Gern verharrt der Rezipient mental auf der Stufe des staunenden Zuhörers am Steinzeitlagerfeuer, auf der Stufe des entsetzt-neugierigen Kindes.
Die Beispiele zeigen: dem Rezipienten wird das Ende der Fiktion vorgespielt, des Wahren, des Authentischen. Er lässt es sich vorspielen. Dabei lügen diese Geschichten wie gedruckt. Die Grenzen zwischen Fiktion und Wahrheit gibt es nicht. Sie sind nicht einmal fließend, sie sind selbst nur Fiktion.
Moment. In diese Richtung wollte ich gar nicht. Eigentlich geht es mir darum, dass die vermeintlich authentischen Geschichten schon ganz gern mal eine Volte mehr drehen (dürfen und sollen!), als das echte, sonst zu langweilige Leben. Trotzdem/deswegen erfreuen sie sich beim Publikum großer Beliebtheit. Nach meinem Eindruck trotzwegen zunehmender Virtualisierung mehr als weniger. Geschichte aus dem echten Leben gegen dieses bohrende Defizitgefühl, dass das, was man lebt, doch nicht alles sein kann.

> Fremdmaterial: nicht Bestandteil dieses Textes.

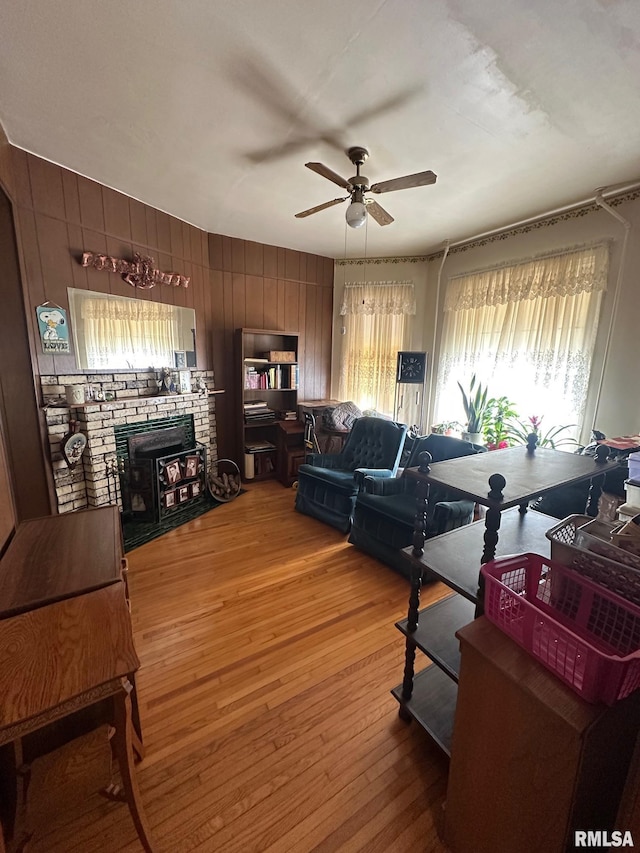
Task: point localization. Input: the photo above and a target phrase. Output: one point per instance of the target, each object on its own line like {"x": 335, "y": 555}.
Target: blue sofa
{"x": 329, "y": 482}
{"x": 385, "y": 510}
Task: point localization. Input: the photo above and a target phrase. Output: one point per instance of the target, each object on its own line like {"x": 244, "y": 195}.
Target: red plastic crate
{"x": 584, "y": 633}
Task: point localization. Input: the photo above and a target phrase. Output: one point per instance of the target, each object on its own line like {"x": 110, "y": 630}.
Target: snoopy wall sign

Weil es sich lohnt: in die Rolle des Rezipienten schlüpfen, mal sehn, was der sieht.Schauer und wohligen Schrecken jagen die wahren Gesichten durch den Leser. Das Glücksgefühl vom Schicksal nicht derart geschlagen zu sein. Das schmachtende Sehnen, selbst einmal eine derartige Liebe zu erleben. Die Bestätigung, dass das Leben ungerecht und beschissen ist, was man ja schon immer wusste. Die Gehässigkeit, weil es den da genauso tritfft wie einen selbst und sogar noch schlimmer.
Die vermeintliche Echtheit erzeugt echte Gefühle. Das Echtheitsversprechen spricht nicht die Ratio an, sondern die Emotionen. Die Geschichten, die das Leben schreibt, sind wie Kondome: gefühlsecht.
Kurz: „echte“ Geschichte werden erzählt, weil der Leser sie will. Weil sie so abstoßend-anziehend sind, wie Breugels Höllengemälde.
Doch es bleibt dabei: nicht das Leben schreibt Geschichten, es sind die Autoren. Und deshalb wirds im nächsten Beitrag um genau die gehen.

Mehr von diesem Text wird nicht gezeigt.